В одной строфе слились и только что явившаяся «Широка страна моя родная… Человек проходит как хозяин», и полемика с «Но ближе к милому пределу мне все ж хотелось почивать».

Поразительным образом цикл о новом универсуме кончается обстоятельной мыслью о смерти – казалось бы, вопреки уже укоренившемуся советскому взгляду на смерть как на досадную случайность, о которой давно уже было принято говорить в печатных текстах лишь в том случае, если это жертва в пользу родины. Здесь – вполне классическое рассуждение о смерти («День каждый, каждую годину…» и т. п.) – и нет мысли о подвиге и жертве:

Под кустиком первым, под камнемКопайте, друзья, мне могилу,Где лягу – там будет легка мнеЗемля моей родины милой.

Описание универсума кончается высокой патриотической нотой – о «родине милой» – и вместе с тем вполне приватным отношением к собственной смерти. Универсум в конечном счете утверждается на родной земле – на почве, и его сочлен возвращается к библейскому «из праха я вышел – и в прах вернусь».

6

Теперь можно предположить, что для Твардовского лирика Симонова – со всеми ее уже очевидными читателю особенностями – стала разрушением столь основательно созданного в его собственной лирике мира – его универсума, полного гармонии, лишенного не только демонизма, но и какого-либо оттенка неразрешимости, безнадежности, отчаяний, мучений, причиняемых людьми друг другу.

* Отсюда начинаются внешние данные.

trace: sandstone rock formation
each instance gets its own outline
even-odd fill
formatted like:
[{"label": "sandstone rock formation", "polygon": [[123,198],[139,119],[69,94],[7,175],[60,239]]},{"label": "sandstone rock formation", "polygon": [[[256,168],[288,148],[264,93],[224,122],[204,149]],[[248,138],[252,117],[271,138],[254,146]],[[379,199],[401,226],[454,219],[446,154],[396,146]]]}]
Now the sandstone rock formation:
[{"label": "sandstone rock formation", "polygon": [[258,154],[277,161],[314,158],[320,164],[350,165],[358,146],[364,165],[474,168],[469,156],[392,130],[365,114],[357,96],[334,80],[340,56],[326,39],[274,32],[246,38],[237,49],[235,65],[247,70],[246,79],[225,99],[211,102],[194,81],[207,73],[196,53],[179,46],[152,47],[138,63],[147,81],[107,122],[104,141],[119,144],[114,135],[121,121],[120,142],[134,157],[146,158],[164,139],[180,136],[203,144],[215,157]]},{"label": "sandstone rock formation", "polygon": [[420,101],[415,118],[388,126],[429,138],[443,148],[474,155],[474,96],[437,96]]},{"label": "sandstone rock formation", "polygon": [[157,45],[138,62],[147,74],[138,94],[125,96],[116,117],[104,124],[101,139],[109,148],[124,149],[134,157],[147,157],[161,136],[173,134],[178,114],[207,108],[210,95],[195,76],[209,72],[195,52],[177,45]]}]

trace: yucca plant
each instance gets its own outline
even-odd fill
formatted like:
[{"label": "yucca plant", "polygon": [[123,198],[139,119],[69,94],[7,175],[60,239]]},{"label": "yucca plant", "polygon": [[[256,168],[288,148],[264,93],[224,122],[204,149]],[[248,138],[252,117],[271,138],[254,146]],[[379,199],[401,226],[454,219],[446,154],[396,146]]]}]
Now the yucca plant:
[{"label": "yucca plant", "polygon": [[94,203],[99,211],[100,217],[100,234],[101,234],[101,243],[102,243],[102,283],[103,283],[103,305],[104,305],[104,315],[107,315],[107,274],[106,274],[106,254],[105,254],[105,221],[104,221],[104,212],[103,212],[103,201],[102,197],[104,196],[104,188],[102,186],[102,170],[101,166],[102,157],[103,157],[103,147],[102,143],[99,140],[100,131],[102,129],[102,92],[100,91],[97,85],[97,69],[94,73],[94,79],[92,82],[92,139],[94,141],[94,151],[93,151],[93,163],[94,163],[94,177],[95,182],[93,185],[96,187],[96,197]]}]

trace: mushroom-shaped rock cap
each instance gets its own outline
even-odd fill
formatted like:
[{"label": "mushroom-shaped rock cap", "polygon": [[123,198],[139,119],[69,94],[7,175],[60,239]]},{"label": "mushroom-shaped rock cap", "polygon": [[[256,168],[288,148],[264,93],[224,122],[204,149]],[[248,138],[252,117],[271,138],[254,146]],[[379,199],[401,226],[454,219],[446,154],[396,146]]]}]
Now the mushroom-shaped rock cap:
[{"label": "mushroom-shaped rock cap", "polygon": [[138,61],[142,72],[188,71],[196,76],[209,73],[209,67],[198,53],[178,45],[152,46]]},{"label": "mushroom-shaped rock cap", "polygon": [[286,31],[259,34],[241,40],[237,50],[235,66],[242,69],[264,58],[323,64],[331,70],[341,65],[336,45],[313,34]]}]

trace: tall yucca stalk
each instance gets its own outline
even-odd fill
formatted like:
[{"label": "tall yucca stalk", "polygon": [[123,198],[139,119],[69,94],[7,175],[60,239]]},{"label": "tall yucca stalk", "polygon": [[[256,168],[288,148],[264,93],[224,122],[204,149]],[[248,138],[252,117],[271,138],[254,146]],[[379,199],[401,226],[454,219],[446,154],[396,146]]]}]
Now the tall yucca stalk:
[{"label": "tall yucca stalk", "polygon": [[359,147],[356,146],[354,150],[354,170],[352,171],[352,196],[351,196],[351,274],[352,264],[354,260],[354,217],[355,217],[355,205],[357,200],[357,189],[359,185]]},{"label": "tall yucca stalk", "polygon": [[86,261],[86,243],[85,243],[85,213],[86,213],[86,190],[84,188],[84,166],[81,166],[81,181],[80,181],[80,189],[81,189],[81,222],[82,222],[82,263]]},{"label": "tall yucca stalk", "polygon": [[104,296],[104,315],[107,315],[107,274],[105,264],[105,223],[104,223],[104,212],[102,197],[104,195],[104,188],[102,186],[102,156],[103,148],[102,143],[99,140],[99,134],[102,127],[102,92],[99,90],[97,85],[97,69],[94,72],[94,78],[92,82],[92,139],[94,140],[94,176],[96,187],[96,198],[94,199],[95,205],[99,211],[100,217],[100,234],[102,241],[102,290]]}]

Теперь понятны его не угрожающие, а, скорее, отражающие некую растерянность слова: «Идея революции не ощутима ни в прозе, ни в стихах Симонова».

Им самим затрачены огромные усилия на обретение баланса – его лирика идеологична, но в ней есть поэзия (напомним хотя бы «Песню»). А тут этот баланс не только нарушен, а будто отброшена сама его необходимость.

Но смятение Твардовского имеет еще более глубокие истоки.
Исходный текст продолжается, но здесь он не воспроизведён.